US scheme revealed, not to accept cross-Straits reunification: Global Times editorial
Published: Nov 05, 2021 08:51 PM
US, China, Taiwan island  Illustration: Liu Rui/GT

US, China, Taiwan island Illustration: Liu Rui/GT

US Secretary of the Navy Carlos Del Toro said on Thursday that China is the US' "most significant pacing threat" and "China's intent to one day take over Taiwan, either peacefully or through military means, has a most serious impact on our economic security." Del Toro's remarks revealed that the US does not accept cross-Straits reunification at all, through whatever means. However, it is also the US which often puts on a disguise to claim that a solution to the Taiwan question requires mutual agreement from both sides of the Straits. 

Del Toro once again expressed his concern about the "rapid expansion" of the Chinese navy, saying that China constructed 20 warships and is on pace to build another 20 this year. He called for greater investments by the US in building up its own naval fleet. Apparently, Del Toro intends to seek more money for the US navy by hyping the "threat" from the Chinese navy. 

The Taiwan question has been promoted by Washington to an increasingly prominent position in US foreign policy, and the US is putting growing stakes on it. 

GOP senators introduced two bills this week, seeking to provide $2 billion to $3 billion in aid to Taiwan island per year to bolster the latter's defense. US foreign military aid is usually much smaller.

We need to make the US aware that no matter what threats it poses or forces it uses, China's reunification will eventually happen. Setting stumbling blocks to reunification across the Straits would mean a fundamental confrontation. 

China has no interest in plunging into a global arms race with the US. But in the Taiwan Straits, China's determination to establish absolute military superiority is unwavering. The region around the Taiwan Straits is just that big. No matter how many warships and military aircraft the US has, they cannot be fully transformed into combat capacity in the Taiwan Straits. However, the Chinese mainland can use sea and air forces, as well as land-based forces to fully mobilize China's technology and manufacturing capabilities. They can support the long-term military struggles across the Straits. China's ability to overwhelm US military intervention in this region is sufficiently guaranteed by its will and strategic resources.

The rhetoric, that Taiwan island could become strong enough to repel reunification if being armed by the US, is self-deceiving propaganda. But even if the US offers adequate defense, it will be to no avail. Washington should sober up to the fact: Although the Democratic Progressive Party (DPP) authority has a strong will to promote Taiwan independence, and the US also has a strong will to play the Taiwan card for a long time, the determination of the Chinese mainland to achieve reunification is much stronger. If they do not retreat, it will be even less likely for the Chinese mainland to take a step back. 

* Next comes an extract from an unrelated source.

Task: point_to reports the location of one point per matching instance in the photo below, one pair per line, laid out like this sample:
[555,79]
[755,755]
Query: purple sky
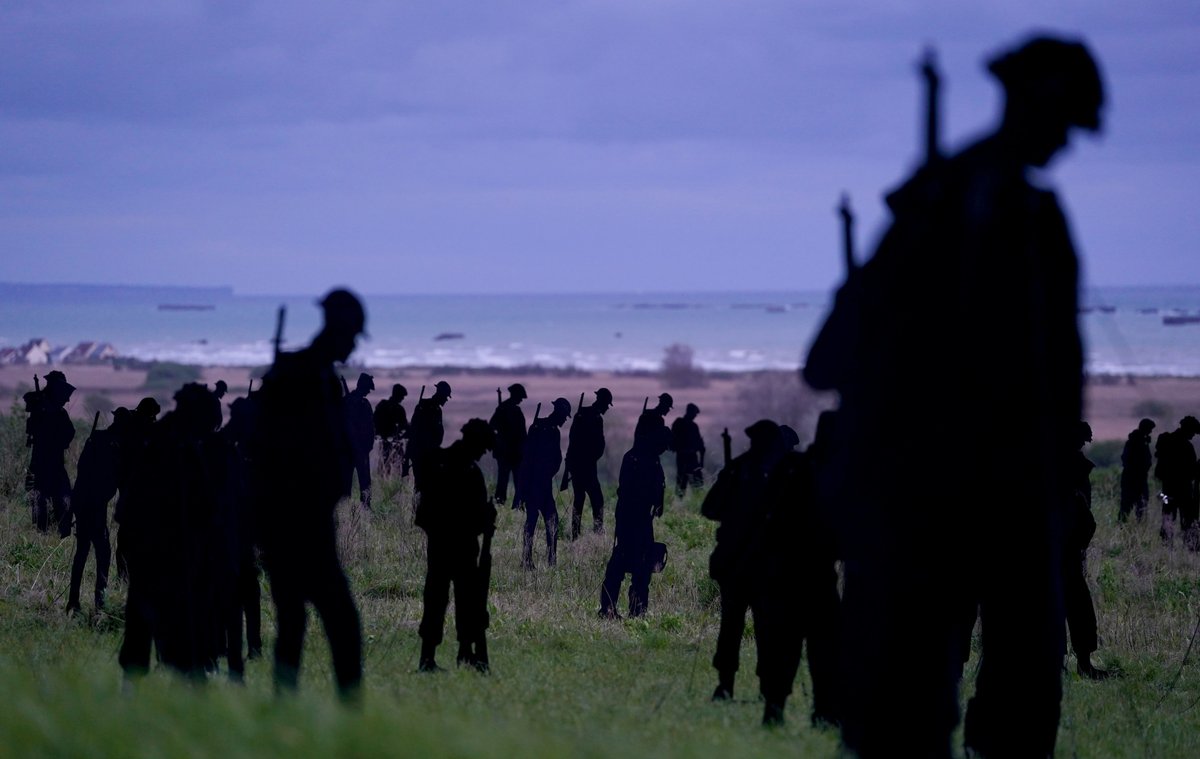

That being the case, how could this simply be a matter of US arms sales to Taiwan island, or a matter of providing more military assistance to the latter? Any move to block China's reunification is doomed to result in a life-and-death struggle, which the US will have to fight while sacrificing the lives of Americans. The struggle is definitely not something that can be resolved by pouring more money or imposing sanctions.  

The DPP authority has been paying very close attention to US statements to figure out whether the US' willingness to defend Taiwan increases. Such details will be meaningless when it comes to a fundamental showdown on the fate of the island. The reunification, be it through peaceful or military means, is up to the political attitudes of two sides across the Straits. The US will never dominate it. 

It is not known whether the two sides of the Straits will eventually be reunified peacefully. We hope it happens. There have been many precedents of peaceful reunification in Chinese history, although the weaker sides that accepted reunification were often forced to make the decision. But it is very clear that if the DPP authority wants to make a risky attempt to split Taiwan from the mainland with the help of external forces, they must first carve out their way with their own lives, and they will have to mobilize and coax as many young people on the island as possible to sacrifice for them. 

The DPP authority must give up any illusion on resisting reunification by using force, or "uniting the US to fight the mainland." Peace in the Taiwan Straits can only be achieved through political means. The DPP authority must return to the 1992 Consensus, and abandon the path as an anti-Chinese mainland outpost in the US' Indo-Pacific Strategy, as a political prerequisite to cool tensions across the Straits.

In the future, there will be no such possibility of Taiwan island separating from China peacefully. And the current situation across the Straits will hardly last. If the DPP authority does not change its course, and if the US keeps encouraging Taiwan authorities to go their own way, a military showdown will come eventually. When that day comes, let a knock-down, drag-out fight decide everything.